Ivan Cotroneo (Napoli, 1968) è un poliedrico autore italiano, la cui carriera spazia con successo tra cinema, televisione e letteratura. Riconosciuto per la sua sensibilità nel toccare corde emotive profonde, si è affermato come sceneggiatore di opere di grande risonanza, come "Mine vaganti" di Ferzan Özpetek, che gli è valso un David di Donatello. Ha poi intrapreso con successo la carriera di regista, dirigendo film apprezzati dalla critica e dal pubblico quali "La kryptonite nella borsa", "Un bacio" e "Rosa pietra stella", opere che dimostrano la sua maestria nel narrare storie complesse con delicatezza e un tocco di magia. In televisione, ha firmato la sceneggiatura di serie popolari come "Tutti pazzi per amore" e "È arrivata la felicità", oltre ad aver creato la fortunata serie "La Compagnia del Cigno". Come romanziere, ha pubblicato libri come "Il re del mondo" e "La kryptonite nella borsa", da cui ha poi tratto il film.

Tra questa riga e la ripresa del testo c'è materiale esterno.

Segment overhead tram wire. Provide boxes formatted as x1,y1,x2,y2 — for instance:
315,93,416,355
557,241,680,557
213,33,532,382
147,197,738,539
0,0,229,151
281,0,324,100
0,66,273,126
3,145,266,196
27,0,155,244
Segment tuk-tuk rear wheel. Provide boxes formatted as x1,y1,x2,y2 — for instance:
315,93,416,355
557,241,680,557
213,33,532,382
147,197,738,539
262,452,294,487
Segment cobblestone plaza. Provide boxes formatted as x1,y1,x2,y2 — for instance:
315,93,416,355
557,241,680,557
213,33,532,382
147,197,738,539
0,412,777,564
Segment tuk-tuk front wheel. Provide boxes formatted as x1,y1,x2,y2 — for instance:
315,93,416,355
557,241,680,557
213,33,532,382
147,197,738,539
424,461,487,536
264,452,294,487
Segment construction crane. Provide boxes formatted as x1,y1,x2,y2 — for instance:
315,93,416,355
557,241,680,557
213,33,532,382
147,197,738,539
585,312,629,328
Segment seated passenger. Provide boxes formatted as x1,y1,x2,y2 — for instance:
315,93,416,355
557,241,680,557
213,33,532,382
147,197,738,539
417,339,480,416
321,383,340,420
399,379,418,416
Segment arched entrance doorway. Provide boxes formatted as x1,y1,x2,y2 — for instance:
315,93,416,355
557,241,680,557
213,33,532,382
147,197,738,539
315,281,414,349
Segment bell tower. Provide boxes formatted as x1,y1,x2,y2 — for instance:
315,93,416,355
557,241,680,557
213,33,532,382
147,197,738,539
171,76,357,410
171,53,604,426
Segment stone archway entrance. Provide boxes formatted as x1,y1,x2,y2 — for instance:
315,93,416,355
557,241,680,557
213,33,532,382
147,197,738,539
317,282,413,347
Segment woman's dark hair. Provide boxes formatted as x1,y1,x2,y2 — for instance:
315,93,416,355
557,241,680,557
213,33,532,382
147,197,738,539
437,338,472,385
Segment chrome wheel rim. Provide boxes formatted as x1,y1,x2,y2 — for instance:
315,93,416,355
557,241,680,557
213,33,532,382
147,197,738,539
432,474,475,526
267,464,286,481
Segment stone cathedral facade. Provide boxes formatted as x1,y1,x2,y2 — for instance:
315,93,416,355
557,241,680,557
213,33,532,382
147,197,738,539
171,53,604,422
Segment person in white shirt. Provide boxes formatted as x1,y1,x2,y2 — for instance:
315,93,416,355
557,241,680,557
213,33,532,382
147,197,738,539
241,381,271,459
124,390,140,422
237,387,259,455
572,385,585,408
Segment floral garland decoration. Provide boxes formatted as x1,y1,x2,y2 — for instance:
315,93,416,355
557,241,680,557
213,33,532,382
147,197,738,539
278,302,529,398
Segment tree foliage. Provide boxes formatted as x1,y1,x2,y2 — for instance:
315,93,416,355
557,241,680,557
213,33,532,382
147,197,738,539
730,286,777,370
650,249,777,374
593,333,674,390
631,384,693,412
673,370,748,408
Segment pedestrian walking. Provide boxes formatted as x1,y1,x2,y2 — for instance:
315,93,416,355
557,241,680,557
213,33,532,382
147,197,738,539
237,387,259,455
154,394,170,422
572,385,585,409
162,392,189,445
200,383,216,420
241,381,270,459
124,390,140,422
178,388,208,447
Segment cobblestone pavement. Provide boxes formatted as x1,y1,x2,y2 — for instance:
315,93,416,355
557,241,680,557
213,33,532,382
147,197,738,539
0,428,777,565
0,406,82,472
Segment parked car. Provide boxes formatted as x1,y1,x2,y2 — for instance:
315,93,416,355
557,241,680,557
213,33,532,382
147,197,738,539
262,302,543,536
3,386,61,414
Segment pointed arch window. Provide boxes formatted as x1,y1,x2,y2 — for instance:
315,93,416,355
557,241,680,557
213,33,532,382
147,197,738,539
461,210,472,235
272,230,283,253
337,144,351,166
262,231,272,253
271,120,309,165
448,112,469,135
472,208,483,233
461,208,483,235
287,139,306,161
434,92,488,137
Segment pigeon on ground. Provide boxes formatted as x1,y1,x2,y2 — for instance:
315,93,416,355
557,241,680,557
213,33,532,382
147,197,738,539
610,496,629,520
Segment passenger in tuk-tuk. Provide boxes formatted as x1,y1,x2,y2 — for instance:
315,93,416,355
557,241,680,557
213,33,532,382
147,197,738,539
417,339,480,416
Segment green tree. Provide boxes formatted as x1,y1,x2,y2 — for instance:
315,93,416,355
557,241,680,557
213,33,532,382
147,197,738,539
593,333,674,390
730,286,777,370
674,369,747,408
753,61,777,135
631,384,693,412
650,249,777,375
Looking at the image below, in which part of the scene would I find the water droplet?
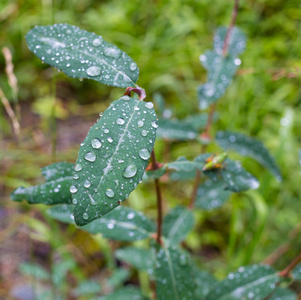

Il suo stile si caratterizza per l'uso di dialoghi brillanti, un'ironia agrodolce e la capacità di esplorare temi universali come l'identità, la diversità, le relazioni familiari e il percorso di crescita personale, in particolare adolescenziale. La sua filmografia e bibliografia riflettono una costante attenzione alla contemporaneità e alle sfide dell'individuo moderno.
«La vita è un allenamento continuo a cambiare, ad accettare che le cose non vadano come le avevamo immaginate.»
«Non c'è niente di più rivoluzionario che essere felici.»
«Le paure non vanno affrontate, vanno attraversate. Le paure sono un confine che se varchi ti porterà da un'altra parte.»
Lo stile di Cotroneo è caratterizzato da dialoghi brillanti e realistici, intrisi di un'ironia agrodolce che spesso cela profonde malinconie o drammaticità. Ha una straordinaria capacità di esplorare la complessità delle relazioni umane, specialmente familiari e adolescenziali, mescolando leggerezza e profondità. La sua narrazione è fluida e coinvolgente, con un'attenzione particolare alle dinamiche sociali e culturali contemporanee, spesso attraverso lenti pop e colorate. Le sue storie sono sempre permeate da una forte empatia verso i personaggi, anche i più fragili o 'diversi'.